Complexity Analysis of Literary texts using BERT AND RoBERTa
Complexity analysis of literary text is the process of evaluating the reading difficulty of a given passage of literature. To overcome the shortcomings of commercially available models, we propose the use of the pretrained BERT and ROBERTa models and use transfer learning as a technique to generate an accurate numerical prediction representing the reading complexity of the text while considering the relationships between the words of a sentence irrespective of their respective positions. The text was first encoded into a BERT and RoBERTa Input friendly format. Exploratory data analysis, data cleaning, data preprocessing techniques such as tokenization was performed on the training set before performing inference on it. We found that using these embeddings gives us a much lower root mean square loss than other language models.
The dataset used in this Project is CommonLit Readability Prize (from Kaggle). This dataset consists of approximately 3000 entries of literary passages that have been accumulated from several different time periods and a wide range of reading ease scores. The test set contains a larger proportion of modern texts than the training set. Each row contains all of the above mentioned attributes. However, the url_legal and license attributes for approximately 71% of the training dataset have not been provided. However, this does not concern us greatly as the attributes that we are concerned with are the literary excerpts, the reading ease and the standard_error.
The literary excerpts that have been provided consist of a variety of passages of varying levels of reading complexity varying from that of the level of a third grader to that of a twelfth grader. The target variable is used to indicate the complexity of any given passage. The target variable ranges from the values of -3.6 to +1.7. The more positive values indicate an easier level of complexity while the more negative values indicate a harder complexity. The standard error shows the spread of the scores among multiple raters provided for each passage.
BERT Architecture
RoBERTa Architecture
- Each excerpt is first tokenized and converted to a vector representation using the appropriate pretrained tokenizers of BERT and RoBERTa.
- A base pretrained model for BERT and RoBERTa has been imported as a local variable and additional layers according to our problem statement are being added and compiled(transfer learning).
- The vectors are then sent as input to the model (BERT and RoBERTa respectively).
- The output of the BERT model is trained further using the tensorflow Dense layers and the output of the RoBERTa models is trained using PyTorch.
- The models are trained based on this data and used to predict the target value of reading ease as output for the specified test set.
- We get the output from these models in the form of the complexity scores of the corresponding excerpts.

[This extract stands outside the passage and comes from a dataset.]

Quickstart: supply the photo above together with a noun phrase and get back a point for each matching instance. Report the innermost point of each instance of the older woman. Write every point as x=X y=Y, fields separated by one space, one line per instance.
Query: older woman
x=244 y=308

- These complexity scores are then standardized to correspond to the appropriate grade levels using a scaling function which provides the output in the form of the grade whose students have the ability to understand an excerpt of that particular complexity.
Ranking prediction made for a random sample data, gives 10th standard as the result which is similar to score obtained by the Flesch-Kincaid Grade Level.
Further training and fine-tuning both the BERT and roBERTa models to achieve greater levels of accuracy on the same data to have better results, working on a web interface for our project would be one of our objectives. We also wish to train these models to be multilingual and hence wish to work on better datasets.